Lilin yang disiapkan untuk Liturgi Ilahi jemaat Gereja Ortodoks Rusia St Thomas. (ERA/Agus Ghulam)

Setelah lebih dari 30 tahun Gereja Ortodoks eksis di Indonesia, pengikutnya semakin bertambah setiap tahun, tetapi masih terhitung sangat sedikit dibandingkan umat lain. Romo Boris mengatakan jumlahnya tak lebih dari 5.000 orang. Di Gereja Ortodoks Rusia St Thomas sendiri, umat yang dilayaninya tak sampai 50. Dalam pelayanannya, Romo Boris dibantu oleh seorang Diakon berusia lanjut dan tiga reader. 

"Tantangan sebagai Kristen Ortodoks, kita adalah seorang yang minoritas di antara minoritas. Mungkin seperti itu. Kita sangat kecil sekali," ujar Romo Boris.

"Kemudian pada waktu puasa seperti ini, kadang-kadang kita kesulitan untuk mencari makanan vegetarian. Jadi kita walaupun pergi ke warteg pun, kita harus mencari makanan yang tidak ada dagingnya sama sekali," lanjutnya.

Menjelang perayaan Natal yang dirayakan setiap malam 6 Januari bagi Kristen Ortodoks, mereka memang mengisi hari demi hari dengan berpuasa untuk menyambut kedatangan dan kelahiran Yesus Kristus. Perihal perbedaan tanggal dengan Kristen Katolik dan Protestan, Romo Boris menjelaskan bahwa mereka menggunakan Kalender Julian.

"Pada dasarnya perbedaan dari kalender saja. Karena kita memakai kalender Julian, sementara orang-orang itu memakai Kalender Gregorian. Sebenarnya tanggal 6 Januari itu tanggal 25 Desember, karena kita beda kurang lebih antara 12 sampai 13 hari," sebut Romo Boris.

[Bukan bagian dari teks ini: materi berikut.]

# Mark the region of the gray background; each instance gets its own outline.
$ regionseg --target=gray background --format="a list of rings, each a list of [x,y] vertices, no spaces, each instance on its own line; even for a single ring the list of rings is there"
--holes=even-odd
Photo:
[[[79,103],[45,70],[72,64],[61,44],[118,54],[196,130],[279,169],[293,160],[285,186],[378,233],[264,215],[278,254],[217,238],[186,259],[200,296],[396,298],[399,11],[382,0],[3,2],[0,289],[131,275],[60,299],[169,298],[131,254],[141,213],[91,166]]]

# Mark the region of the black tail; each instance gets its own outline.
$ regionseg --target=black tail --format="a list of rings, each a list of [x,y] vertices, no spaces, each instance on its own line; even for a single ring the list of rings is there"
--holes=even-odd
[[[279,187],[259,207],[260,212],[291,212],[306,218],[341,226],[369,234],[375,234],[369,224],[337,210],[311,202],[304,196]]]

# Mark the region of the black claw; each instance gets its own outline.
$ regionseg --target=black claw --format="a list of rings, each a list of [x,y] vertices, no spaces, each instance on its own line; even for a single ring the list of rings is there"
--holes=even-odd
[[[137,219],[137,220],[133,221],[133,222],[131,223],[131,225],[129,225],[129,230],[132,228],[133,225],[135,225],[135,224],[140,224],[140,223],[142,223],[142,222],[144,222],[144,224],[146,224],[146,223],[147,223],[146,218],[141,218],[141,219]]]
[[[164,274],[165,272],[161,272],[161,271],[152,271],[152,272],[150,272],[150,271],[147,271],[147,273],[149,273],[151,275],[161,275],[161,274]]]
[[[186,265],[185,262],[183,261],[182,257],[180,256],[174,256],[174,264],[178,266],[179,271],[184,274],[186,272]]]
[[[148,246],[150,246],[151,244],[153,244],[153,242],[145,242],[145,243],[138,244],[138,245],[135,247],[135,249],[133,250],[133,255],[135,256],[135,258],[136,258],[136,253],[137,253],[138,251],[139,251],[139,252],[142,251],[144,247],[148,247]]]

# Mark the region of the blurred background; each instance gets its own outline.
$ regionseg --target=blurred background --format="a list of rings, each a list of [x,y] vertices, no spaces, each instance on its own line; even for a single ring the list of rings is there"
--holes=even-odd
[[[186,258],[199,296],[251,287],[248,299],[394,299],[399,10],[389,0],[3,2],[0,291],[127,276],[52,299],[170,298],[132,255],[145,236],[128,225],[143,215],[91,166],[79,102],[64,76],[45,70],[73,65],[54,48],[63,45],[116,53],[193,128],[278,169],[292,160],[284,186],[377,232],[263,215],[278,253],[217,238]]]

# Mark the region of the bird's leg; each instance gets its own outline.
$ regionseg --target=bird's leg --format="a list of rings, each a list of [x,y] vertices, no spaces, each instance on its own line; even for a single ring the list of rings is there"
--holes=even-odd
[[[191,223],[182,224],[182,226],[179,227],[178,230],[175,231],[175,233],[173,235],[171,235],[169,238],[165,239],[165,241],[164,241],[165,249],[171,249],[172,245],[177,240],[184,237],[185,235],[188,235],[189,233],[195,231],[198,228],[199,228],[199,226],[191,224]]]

Sebagai minoritas di antara minoritas, Romo Boris pun bercerita masih banyak orang bertanya-tanya tentang Kristen Ortodoks. Bukan hanya dari kalangan non-Kristen, tapi juga komunitas Kristen itu sendiri. Sebagian orang juga mengira tata cara ibadah mereka meniru agama lain.

“Seperti halnya kerudung itu, di dalam Alkitab pun disebutkan bahwa seorang perempuan itu memang harus pakai kerudung ketika bernubuat dan beribadah. Maksudnya bernubuat itu adalah mengajar, itu dia harus memakai krudung,” ujar Romo Boris.

Seorang jemaat Gereja Ortodoks Rusia St Thomas sedang berdoa di hadapan ikon salib Yesus. (ERA/Agus Ghulam)

Mereka juga punya ibadah harian di luar Liturgi Ilahi saban hari Minggu. Sebagian beribadah di rumah tiga kali sehari (merujuk kepada Nabi Daniel), yang lain beribadah sampai tujuh kali sehari (merujuk kepada Nabi Daud). 

“Jadi, ya kita berusaha untuk menjelaskan bahwa apa yang kami lakukan itu sesuai dengan tradisi yang ada di Alkitab juga. Kita tidak meniru apa yang dilakukan oleh saudara-saudara kita, baik itu Yahudi maupun Islam,” lanjut Romo Boris.

Ia pun meluruskan pengertian Ortodoks yang masih sering disalahpahami sebagai “kolot” seperti dalam terjemahan Kamus Besar Bahasa Indonesia (KBBI). Ortodoks berasal dari bahasa Yunani, yaitu orthos ‘lurus’ dan doxa ‘ajaran’.

“Jadi Ortodoks itu maksudnya ajaran yang lurus. Kenapa sampai muncul kata-kata seperti itu? Pada waktu itu Gereja Ortodoks ada dua, di timur dan barat. Yang di barat itu namanya Roma. Yang di timur itu ada beberapa nama, salah satunya ada di Konstantinopel yang sekarang menjadi Turki atau Istanbul,” ujar Romo Boris.

Dahulu, cerita Romo Boris, ada beberapa ajaran yang melenceng di timur dan mereka mengolok-olok para imam gereja yang mempertahankan ajaran yang benar. 

“Jadi pada dasarnya kita pada waktu itu membela ajaran dari para Rasul pada waktu itu. Dan sampai sekarang kita mencoba untuk mempertahankan. Makanya apa yang kita pakai, apa yang kita gunakan itu masih pada zaman para Rasul,” jelas Romo Boris.

Sebelum kami berpisah, Romo menyampaikan pesan damai Natal kepada kami. 

“Natal ini menyambut kedatangan dari Tuhan kita, Yesus Kristus, di mana bagi orang-orang Kristen bahwa Yesus Kristus itu adalah Sang Juru Selamat dan membawa damai. Dan kita berharap bahwa kedatangan dari Tuhan kita, Yesus itu akan membawa damai bukan hanya kepada orang Kristen saja, tetapi menjadi damai bagi semua orang yang ada di dunia ini.”